Possibly also worth noting is that running these in an empty database
is in itself kind of a worst case, because many of the tables are empty
to start with (or the restriction/join clauses pass no rows), and so
the fastest runtime tends to go to plans of the form "nestloop with
empty relation on the outside and all the expensive stuff on the
inside".  (Observe all the "(never executed)" notations in the EXPLAIN
output.)  This kind of plan wins only when the outer rel is actually
empty, otherwise it can easily lose big, and therefore PG's planner is
intentionally designed to discount the case entirely.  We never believe
that a relation is empty, unless we can mathematically prove that, and
our cost estimates are never made with an eye to exploiting such cases.
This contributes a lot to the random-chance nature of which plan is
actually fastest; the planner isn't expecting "(never executed)" to
happen and doesn't prefer plans that will win if it does happen.

            regards, tom lane


Re: Regarding performance regression on specific query

От
"Jung, Jinho"
Дата:


Thanks for the comment. 


We also have several performance regression cases that we found from TPC-C benchmark.

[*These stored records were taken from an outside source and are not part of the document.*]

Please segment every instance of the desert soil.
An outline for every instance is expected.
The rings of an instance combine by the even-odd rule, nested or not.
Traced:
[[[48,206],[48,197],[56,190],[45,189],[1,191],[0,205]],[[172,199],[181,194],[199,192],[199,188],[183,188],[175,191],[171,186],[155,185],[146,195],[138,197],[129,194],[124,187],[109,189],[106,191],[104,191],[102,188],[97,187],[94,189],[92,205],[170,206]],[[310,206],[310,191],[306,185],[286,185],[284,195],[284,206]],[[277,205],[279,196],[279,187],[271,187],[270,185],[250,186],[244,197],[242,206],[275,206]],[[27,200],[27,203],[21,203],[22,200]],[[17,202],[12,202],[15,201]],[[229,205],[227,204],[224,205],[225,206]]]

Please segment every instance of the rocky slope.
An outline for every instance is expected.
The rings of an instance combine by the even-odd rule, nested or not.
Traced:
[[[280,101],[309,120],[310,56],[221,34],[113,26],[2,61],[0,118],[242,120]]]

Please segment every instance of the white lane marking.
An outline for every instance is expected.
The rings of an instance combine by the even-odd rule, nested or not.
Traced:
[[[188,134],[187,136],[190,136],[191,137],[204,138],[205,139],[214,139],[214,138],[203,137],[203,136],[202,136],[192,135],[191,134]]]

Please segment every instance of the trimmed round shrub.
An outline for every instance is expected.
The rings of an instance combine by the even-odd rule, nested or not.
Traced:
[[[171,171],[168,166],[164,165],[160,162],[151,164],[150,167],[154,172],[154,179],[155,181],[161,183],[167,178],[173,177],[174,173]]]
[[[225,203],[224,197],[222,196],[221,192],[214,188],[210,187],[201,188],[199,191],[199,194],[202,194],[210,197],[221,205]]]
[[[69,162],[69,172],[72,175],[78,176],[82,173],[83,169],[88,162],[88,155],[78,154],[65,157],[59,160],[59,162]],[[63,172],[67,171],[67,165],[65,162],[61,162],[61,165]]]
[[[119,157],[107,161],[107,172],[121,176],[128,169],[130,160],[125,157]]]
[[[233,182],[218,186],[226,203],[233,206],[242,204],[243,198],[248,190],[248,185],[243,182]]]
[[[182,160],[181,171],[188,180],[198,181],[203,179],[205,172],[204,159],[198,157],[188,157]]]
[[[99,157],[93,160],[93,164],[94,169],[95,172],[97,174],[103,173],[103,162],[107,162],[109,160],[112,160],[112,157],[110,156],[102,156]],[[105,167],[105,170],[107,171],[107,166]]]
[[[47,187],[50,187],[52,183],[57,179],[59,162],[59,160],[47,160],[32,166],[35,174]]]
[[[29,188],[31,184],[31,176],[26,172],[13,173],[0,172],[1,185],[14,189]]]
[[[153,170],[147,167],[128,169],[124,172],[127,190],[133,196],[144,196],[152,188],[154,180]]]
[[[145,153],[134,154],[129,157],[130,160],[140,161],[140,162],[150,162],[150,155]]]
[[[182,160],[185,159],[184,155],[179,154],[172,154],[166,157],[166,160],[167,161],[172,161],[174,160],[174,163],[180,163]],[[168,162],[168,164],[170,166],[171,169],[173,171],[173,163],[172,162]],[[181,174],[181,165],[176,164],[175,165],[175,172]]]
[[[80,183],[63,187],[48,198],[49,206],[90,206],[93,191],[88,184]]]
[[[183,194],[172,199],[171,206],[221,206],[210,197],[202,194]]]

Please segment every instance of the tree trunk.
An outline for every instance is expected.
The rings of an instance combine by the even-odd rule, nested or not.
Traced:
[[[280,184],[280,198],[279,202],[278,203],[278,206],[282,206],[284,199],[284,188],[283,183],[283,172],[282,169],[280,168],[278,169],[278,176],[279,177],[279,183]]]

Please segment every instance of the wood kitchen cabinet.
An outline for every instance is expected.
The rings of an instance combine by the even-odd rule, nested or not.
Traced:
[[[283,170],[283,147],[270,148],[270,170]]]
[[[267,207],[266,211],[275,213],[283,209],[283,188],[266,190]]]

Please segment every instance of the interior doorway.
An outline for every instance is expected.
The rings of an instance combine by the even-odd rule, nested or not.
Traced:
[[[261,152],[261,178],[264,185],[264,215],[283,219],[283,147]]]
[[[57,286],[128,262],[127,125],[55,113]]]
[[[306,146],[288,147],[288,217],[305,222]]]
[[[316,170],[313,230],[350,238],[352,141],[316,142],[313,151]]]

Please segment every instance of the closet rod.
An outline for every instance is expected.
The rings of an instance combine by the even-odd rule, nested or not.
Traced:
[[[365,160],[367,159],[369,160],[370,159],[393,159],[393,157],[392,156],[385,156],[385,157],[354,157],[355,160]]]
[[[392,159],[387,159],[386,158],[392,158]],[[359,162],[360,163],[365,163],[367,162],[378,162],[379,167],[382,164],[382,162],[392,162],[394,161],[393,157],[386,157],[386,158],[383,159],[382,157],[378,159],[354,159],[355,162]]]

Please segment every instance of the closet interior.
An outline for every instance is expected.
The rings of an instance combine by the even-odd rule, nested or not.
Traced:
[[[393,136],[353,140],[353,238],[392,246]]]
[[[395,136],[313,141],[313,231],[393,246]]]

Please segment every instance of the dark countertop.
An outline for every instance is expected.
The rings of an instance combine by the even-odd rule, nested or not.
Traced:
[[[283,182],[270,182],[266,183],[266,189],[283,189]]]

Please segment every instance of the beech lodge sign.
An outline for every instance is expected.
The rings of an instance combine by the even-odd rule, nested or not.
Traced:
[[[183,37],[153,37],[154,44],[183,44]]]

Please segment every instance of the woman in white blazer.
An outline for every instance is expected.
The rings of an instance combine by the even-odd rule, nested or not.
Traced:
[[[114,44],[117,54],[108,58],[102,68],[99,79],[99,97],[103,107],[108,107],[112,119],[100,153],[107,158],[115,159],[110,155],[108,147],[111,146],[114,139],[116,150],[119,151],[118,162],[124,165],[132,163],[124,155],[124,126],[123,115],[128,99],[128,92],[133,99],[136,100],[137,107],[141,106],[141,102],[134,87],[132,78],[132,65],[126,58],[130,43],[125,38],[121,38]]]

Since those queries were not executed on empty relation, they will be more interesting. 


We will report to pgsql-performance mailing list next time. 


Jinho Jung


From: Tom Lane <tgl@sss.pgh.pa.us>
Sent: Saturday, November 24, 2018 3:32:41 PM
To: Amit Langote
Cc: Jung, Jinho; pgsql-hackers@postgresql.org
Subject: Re: Regarding performance regression on specific query
 
Amit Langote <Langote_Amit_f8@lab.ntt.co.jp> writes:
> On 2018/11/20 2:49, Jung, Jinho wrote:
>>  [ assorted queries ]

> I noticed that these two are fixed by running ANALYZE in the database in
> which these queries are run.

That didn't help much for me.  What did help was increasing
join_collapse_limit and from_collapse_limit to not limit the
join search space --- on queries with as many input relations
as these, you're really at the mercy of whether the given query
structure represents a good join order if you don't.

In general I can't get even a little bit excited about the quality of the
plans selected for these examples, as they all involve made-up restriction
and join clauses that the planner isn't going to have the slightest clue
about.  The observations boil down to "9.4 made one set of arbitrary plan
choices, while v10 made a different set of arbitrary plan choices, and on
these particular examples 9.4 got lucky and 10 didn't".

Possibly also worth noting is that running these in an empty database
is in itself kind of a worst case, because many of the tables are empty
to start with (or the restriction/join clauses pass no rows), and so
the fastest runtime tends to go to plans of the form "nestloop with
empty relation on the outside and all the expensive stuff on the
inside".  (Observe all the "(never executed)" notations in the EXPLAIN
output.)  This kind of plan wins only when the outer rel is actually
empty, otherwise it can easily lose big, and therefore PG's planner is
intentionally designed to discount the case entirely.  We never believe
that a relation is empty, unless we can mathematically prove that, and
our cost estimates are never made with an eye to exploiting such cases.
This contributes a lot to the random-chance nature of which plan is
actually fastest; the planner isn't expecting "(never executed)" to
happen and doesn't prefer plans that will win if it does happen.